10 thoughts on “EFF takes on Judge Facciola in the Hard Drive Productions, Inc. v. Does 1-1,495 case.”

  1. You did not mention the fun part :)

    …the EFF is a group with a deep disdain for both intellectual property law and for the law generally…

    I have a huge traffic today – J.P. Barlow twitted this link to his 31K followers

  2. Can’t wait to get to the part where the principals at Prenda and similar trolls get criminally charged with racketeering, blackmail, extortion, and perjury*. It is coming, and every case they file mounts additional evidence against them.

    *there are knowingly false claims in almost all the complaints, necessary to claim standing under the law they are using to sue.

  3. Hard Drive Productions, Inc. is now being sued in the Northern District of California.


    The complaint is not in PACER yet, but plaintiff’s counsel appears to be a real IP litigator:


    Wonder what’s going on here. Maybe it’s completely unrelated to HDP’s copyright trolling activities but given how active they were in Northern Cali, and that HDP is a Phoenix, AZ company, hard not to suspect a connection.

    So sweet if true. I’m sure plaintiffs in Steele’s scam were promised no risk, cases taken on contingency, sit back and collect checks, etc. It’ll be fun to see how fast they run from the scam if their asses get dragged into court.

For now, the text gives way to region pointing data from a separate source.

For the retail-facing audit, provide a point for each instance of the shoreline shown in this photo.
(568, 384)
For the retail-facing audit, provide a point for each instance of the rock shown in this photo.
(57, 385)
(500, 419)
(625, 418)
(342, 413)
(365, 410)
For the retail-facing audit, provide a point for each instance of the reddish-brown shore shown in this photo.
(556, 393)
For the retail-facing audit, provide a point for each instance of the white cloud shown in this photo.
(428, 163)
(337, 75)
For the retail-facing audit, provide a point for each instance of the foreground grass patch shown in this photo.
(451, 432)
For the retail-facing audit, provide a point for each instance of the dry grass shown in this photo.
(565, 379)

  4. Here is the complaint:


    Hard Drive Productions, Inc. has been sued in response to their Copyright Trolling activities. Mr. Yuen is covering all the bases. The extortion scam, unlicensed investigators, untimely copyright registration, attacking the copyrightability of the work based on the language of the Copyright Clause. Even accusing them of being a criminal enterprise by violating pimping, pandering, solicitation and prostitution laws in the course of producing their works.

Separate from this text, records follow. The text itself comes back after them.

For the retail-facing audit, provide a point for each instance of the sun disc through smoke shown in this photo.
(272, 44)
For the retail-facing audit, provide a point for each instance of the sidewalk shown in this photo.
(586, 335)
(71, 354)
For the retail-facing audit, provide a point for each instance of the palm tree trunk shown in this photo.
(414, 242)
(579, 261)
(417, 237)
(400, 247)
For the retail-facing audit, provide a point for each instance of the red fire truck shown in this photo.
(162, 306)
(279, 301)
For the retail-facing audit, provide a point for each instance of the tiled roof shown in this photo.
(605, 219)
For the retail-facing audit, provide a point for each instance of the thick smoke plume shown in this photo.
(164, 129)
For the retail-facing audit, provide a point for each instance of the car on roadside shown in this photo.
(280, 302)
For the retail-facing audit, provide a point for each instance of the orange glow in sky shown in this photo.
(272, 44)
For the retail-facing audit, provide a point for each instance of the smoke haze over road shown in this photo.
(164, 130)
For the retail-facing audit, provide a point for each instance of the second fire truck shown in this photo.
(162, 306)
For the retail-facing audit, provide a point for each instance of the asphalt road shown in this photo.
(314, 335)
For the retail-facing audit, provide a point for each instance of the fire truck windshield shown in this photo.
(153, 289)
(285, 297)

    Gonna be a lot less attractive to get in bed with a Copyright Troll if it gets you sued. This is just one Doe, if this gets traction, there are thousands more that were similarly sued for allegedly infringing upon works that were not actually registered, and this will open the floodgates.

  5. The ruling on the following will set a precedent for all of these types of lawsuits: Article I, Section 8, Clause 8 of the United States Constitution, known as the Copyright Clause, empowers the United States Congress: ―To promote the Progress of Science and useful Arts, by securing for limited Times to Authors and Inventors the exclusive Right to their respective Writings and Discoveries.‖
    81. Thus, copyright is authorized only for works which promote the progress of science and the useful arts.
    IF they say porn doesn’t fit into this clause, all porn would lose their copyrights?? Am I reading this right???

    • This is not such a black and white issue, and the copyrightability (if that is a term) of pornography has been dealt with by the courts many times already in the past. Additionally, subjects such as whether certain genres are copyrightable (e.g., housewife, babysitter, etc.) have been dealt with by the courts, and the copyrights are still here. All I can say is just watch and see what happens. Don’t draw conclusions until we have a ruling.

      • While analyzing usefulness as a prerequisite to copyrightability is a valid offense, there is another idea: porn cannot be copyrightable because 100% of an adult movie is essentially a sequence of scènes à faire.


      • I’m actually for depriving porn of copyright protection, but only as a step towards total copyright abolishment (sorry, Rob, you will have to get a new specialization… divorce law? ;) ) Maintaining partial copyrightability inevitably boils down to a single question: who should be empowered to decide what’s useful and what’s not? And this prospect terrifies me, as any binary judgement in the subtle universe where creative people dwell.